A reconstruction of Khalil’s final hours found that rescuers waited five miles away during a critical window when she was still alive and bleeding inside a collapsed building.
Khalil and fellow journalist Zeinab Faraj were reporting near the southern Lebanese town of al-Tiri when an Israeli strike hit a vehicle near theirs on April 22.
Both journalists survived the initial strike and exited their vehicle, but Khalil was wounded and took cover inside a nearby home, managing to contact officials with her location.
At 14:52, an Al Jazeera correspondent in southern Lebanon reached Khalil by phone in a call that lasted nine seconds, describing her as clearly out of breath but insisting she was fine.
Faraj later told the Associated Press that “Amal was crawling, she was wounded — her nose and head and shoulder and leg,” painting a dire picture of her colleague’s condition in the immediate aftermath.
A flurry of contacts followed between the Lebanese Red Cross, the Lebanese army, the United Nations peacekeeping force UNIFIL, and the Israeli military to secure safe passage for an evacuation.

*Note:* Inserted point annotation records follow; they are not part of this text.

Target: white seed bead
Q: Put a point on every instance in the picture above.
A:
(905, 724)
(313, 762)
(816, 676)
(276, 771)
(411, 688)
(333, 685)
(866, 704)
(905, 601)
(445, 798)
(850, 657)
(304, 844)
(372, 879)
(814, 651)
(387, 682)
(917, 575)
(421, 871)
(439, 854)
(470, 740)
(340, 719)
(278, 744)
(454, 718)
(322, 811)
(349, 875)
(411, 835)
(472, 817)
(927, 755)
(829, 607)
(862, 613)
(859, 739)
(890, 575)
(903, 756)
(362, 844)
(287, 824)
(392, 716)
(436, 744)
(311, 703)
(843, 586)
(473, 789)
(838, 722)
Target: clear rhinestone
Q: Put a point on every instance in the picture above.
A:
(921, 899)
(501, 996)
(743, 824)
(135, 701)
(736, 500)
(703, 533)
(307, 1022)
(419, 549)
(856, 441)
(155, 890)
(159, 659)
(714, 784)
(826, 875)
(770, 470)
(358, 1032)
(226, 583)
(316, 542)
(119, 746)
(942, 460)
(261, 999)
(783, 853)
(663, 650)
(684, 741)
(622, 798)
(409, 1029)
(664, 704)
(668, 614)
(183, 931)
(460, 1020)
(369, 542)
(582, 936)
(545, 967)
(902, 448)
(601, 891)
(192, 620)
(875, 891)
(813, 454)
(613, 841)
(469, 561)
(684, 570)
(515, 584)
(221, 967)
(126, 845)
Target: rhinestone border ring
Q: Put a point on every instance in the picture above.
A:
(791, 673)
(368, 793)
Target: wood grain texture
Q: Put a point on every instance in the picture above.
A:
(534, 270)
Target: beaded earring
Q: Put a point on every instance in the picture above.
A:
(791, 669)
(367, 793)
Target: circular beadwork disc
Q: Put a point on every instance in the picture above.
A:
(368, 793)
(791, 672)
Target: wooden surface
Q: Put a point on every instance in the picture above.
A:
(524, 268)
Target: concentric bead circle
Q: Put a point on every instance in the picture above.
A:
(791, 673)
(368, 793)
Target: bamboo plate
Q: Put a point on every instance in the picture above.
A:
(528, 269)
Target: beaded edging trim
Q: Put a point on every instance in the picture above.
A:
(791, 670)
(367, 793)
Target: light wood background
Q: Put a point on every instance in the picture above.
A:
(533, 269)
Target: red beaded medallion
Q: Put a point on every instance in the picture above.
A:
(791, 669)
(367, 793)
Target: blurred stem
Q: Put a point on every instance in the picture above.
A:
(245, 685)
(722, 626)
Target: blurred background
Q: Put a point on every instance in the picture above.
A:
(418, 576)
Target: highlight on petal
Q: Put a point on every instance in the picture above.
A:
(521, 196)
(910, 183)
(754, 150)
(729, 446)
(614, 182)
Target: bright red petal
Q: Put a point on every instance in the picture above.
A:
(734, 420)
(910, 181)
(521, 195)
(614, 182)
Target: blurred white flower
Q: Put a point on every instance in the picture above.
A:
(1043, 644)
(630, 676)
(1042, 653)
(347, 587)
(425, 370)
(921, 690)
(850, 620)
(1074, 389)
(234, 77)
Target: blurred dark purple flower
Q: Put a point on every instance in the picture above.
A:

Lebanon’s health ministry stated that “the enemy prevented the completion of the humanitarian mission, firing a stun grenade at the ambulance and targeting it with gunfire, so it was not possible to extract Khalil.”
When the press freedom organization Reporters Without Borders urgently contacted the Israeli military to halt airstrikes and allow rescue crews through, a spokesperson replied at 17:30 simply: “I’ll look into it.”
Shortly before midnight, after the Lebanese army, civil defense, and the Red Cross finally received clearance to approach the site, Khalil’s body was pulled from the rubble, according to Lebanon’s Union of Journalists.
Israel’s military denied that it targets journalists or that it prevented rescue teams from reaching the area, stating that individuals in the village had violated the ceasefire and that the incident was under review.
Lebanese Prime Minister Nawaf Salam accused Israel of war crimes, stating that the “targeting of media workers in the south while they carry out their professional duties is no longer isolated incidents, but an established approach that we condemn and reject.”
The Committee to Protect Journalists’ regional director, Sara Qudah, said: “The Israeli military’s obstruction of medical crews from rescuing wounded civilians is a brutal and recurring crime we have already witnessed in Gaza and now again in Lebanon.”
Qudah added that “Khalil, an unarmed civilian journalist, remained trapped under the rubble for more than seven hours while the Red Cross was prevented from reaching her.”
Khalil, born in 1984 in Baysariyyeh in southern Lebanon, had covered the region for Al-Akhbar since the 2006 war and had previously received threats via WhatsApp from an Israeli phone number warning her to stop reporting or lose her life.